La Presse Anarchiste

Individualisme et collectivisme

Dans le monde de la pen­sée sociale se présen­tent deux con­cep­tions du monde absol­u­ment incom­pat­i­bles. L’in­di­vid­u­al­isme repose sur l’au­tonomie de l’in­di­vidu ; le col­lec­tivisme expose le point de vue du groupe. Le pre­mier recherche la plus grande somme de lib­erté indi­vidu­elle, pour l’in­di­vidu con­sid­éré comme tel ; le sec­ond cherche à ren­dre l’in­di­vidu heureux dans une forme quel­conque d’ex­is­tence cor­po­ra­tive — il est tou­jours à la décou­verte d’un plan idéal d’as­so­ci­a­tion ; ceux qui le pré­conisent sont essen­tielle­ment des organ­isa­teurs. Met­tant au pre­mier rang le bien-être matériel, le col­lec­tivisme est en pre­mier lieu matéri­al­iste. Alors que l’in­di­vid­u­al­isme, visant à la lib­erté incon­di­tion­née de l’in­di­vidu, pour­rait être dénom­mé, faute d’un meilleur terme, spir­i­tu­al­iste, ou plutôt idéaliste. 

L’in­di­vid­u­al­isme ne pro­pose pas de forme spé­ci­fique d’as­so­ci­a­tion mais stip­ule, à la place, que n’im­porte quelle forme d’as­so­ci­a­tion com­pat­i­ble avec la lib­erté, ne saurait exis­ter que par ver­tu du con­sen­te­ment volon­taire des par­tic­i­pants, c’est-à-dire être mutuel­liste. Le col­lec­tivisme, d’autre part, affir­mant la néces­sité de l’in­ter­dépen­dance et recher­chant des formes d’as­so­ci­a­tion imposée, se base sur des devoirs rigoureuse­ment fixés, à la fois envers cha­cun et envers l’ensem­ble de la col­lec­tiv­ité. Sous le pré­texte d’hu­man­i­tarisme, cette coopéra­tion oblig­a­toire se réalise dans le social­isme, le com­mu­nisme, le nation­al­isme coopératif, l’é­tat cor­po­ratif, le syn­di­cal­isme d’é­tat — qui ne sont que des man­i­fes­ta­tions d’une seule et même idée de trou­peau — et y clô­ture ses adhérents. Ce sont deux états d’e­sprit fon­da­men­taux dif­férents. Le col­lec­tivisme se base sur une con­cep­tion organique de la société, l’in­di­vid­u­al­isme adopte le point de vue anar­chiste et la bataille se pour­suiv­ra jusqu’à ce que le prob­lème soit résolu : oui ou non, l’in­di­vidu devra-t-il sub­merg­er son indi­vid­u­al­ité dans la masse ? (Il ne faut pas déduire de ce qui précède que tous ceux qui se qual­i­fient actuelle­ment d’« indi­vid­u­al­istes » acceptent le point de vue anar­chiste. Nom­breux sont ceux d’en­tre eux qui ne sont que des hommes de trou­peau, apol­o­gistes du statu quo démocratique). 
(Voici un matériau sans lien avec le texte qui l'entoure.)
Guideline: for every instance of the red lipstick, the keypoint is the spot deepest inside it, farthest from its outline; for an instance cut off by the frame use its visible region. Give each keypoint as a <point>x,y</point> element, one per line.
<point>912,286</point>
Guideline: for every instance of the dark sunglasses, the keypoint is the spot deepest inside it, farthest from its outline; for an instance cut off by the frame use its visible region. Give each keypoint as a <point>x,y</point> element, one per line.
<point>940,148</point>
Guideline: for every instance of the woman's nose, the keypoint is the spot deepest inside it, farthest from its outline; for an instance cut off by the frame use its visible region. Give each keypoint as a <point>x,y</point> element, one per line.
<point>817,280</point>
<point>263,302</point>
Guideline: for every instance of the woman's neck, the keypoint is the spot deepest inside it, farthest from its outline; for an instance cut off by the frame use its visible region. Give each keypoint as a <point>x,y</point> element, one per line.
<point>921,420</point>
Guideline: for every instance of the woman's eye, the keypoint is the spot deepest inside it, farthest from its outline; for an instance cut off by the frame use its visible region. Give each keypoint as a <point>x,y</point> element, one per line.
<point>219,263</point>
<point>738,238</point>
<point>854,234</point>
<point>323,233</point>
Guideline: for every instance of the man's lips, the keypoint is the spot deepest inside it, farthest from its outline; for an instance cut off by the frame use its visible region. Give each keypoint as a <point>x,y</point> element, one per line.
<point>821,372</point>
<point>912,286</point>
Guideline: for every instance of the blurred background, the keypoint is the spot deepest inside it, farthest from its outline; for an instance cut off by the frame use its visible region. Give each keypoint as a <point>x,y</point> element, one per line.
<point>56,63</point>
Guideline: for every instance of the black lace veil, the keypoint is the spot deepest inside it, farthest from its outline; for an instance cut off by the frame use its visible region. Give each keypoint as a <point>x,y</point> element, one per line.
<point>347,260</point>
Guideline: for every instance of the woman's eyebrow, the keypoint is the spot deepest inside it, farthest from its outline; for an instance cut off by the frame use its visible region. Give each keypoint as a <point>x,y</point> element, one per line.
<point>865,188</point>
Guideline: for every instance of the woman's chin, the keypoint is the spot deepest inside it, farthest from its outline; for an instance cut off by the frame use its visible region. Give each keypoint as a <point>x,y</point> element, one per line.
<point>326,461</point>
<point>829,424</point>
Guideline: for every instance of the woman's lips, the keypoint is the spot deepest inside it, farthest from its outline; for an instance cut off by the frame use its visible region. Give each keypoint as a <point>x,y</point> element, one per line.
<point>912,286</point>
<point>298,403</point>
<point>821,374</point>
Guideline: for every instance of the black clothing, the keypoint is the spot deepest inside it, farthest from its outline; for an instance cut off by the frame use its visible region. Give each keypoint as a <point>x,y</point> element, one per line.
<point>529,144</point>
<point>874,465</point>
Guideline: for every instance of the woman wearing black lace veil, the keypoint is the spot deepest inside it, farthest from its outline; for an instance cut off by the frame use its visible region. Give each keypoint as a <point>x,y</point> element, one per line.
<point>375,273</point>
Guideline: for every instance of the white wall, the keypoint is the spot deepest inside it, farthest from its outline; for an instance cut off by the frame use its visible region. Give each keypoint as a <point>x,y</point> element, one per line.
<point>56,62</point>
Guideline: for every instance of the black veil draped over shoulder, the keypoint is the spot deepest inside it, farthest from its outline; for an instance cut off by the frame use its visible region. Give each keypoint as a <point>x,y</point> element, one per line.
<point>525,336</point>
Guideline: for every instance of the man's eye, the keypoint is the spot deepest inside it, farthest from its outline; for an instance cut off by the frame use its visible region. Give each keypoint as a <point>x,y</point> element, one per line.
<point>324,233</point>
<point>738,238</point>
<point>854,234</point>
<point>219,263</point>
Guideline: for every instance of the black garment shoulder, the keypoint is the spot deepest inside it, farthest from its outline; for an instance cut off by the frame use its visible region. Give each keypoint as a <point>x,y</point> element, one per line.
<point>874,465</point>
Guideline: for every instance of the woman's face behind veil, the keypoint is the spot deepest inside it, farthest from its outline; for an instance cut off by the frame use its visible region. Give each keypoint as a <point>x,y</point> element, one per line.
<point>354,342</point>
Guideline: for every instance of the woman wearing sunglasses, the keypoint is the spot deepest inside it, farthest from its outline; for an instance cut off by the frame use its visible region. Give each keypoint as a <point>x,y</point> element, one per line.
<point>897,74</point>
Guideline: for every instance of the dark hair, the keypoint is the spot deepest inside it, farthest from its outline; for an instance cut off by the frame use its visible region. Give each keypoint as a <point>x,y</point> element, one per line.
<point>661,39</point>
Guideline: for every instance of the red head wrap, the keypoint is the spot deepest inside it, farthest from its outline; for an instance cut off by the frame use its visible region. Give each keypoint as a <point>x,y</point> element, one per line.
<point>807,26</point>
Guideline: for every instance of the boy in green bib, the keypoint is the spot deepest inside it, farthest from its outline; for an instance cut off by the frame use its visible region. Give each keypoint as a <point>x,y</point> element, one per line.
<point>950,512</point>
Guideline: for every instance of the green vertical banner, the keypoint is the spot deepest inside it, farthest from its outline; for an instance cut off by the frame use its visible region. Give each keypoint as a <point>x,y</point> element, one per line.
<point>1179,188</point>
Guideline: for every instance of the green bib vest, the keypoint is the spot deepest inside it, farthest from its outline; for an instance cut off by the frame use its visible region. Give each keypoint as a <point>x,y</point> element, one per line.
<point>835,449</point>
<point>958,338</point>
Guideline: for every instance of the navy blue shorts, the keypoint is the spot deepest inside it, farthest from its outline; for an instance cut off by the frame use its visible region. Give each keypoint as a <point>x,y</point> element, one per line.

Il importe de not­er ici cer­taines con­séquences de l’ac­tiv­ité asso­ci­a­tion­niste oblig­a­toire : moins les devoirs pre­scrits sont défi­nis et plus insi­dieux et débil­i­tant s’avère le con­trôle col­lec­tif, ce qui aboutit finale­ment à la méfi­ance mutuelle et, en dernier ressort, à la désagré­ga­tion. Tous les gou­verne­ments, tous les plans gou­verne­men­taux, toutes les for­mules d’as­so­ci­a­tion de mass­es ne sont que des appli­ca­tions de l’in­stinct gré­gaire en vue de courber l’in­di­vidu devant le soi-dis­ant bien général — des­tinées à s’écras­er con­tre le roc dès que l’in­di­vidu se recon­naît, lui, le respect de soi-même et sa dig­nité, comme un être unique. Car l’in­di­vidu est inde­struc­tible ; il exista antérieure­ment à toutes les insti­tu­tions et formes de con­traintes ensem­blières, il leur est supérieur et lorsqu’il se réalis­era, il n’ac­ceptera que les devoirs qu’il se sera volon­taire­ment imposés.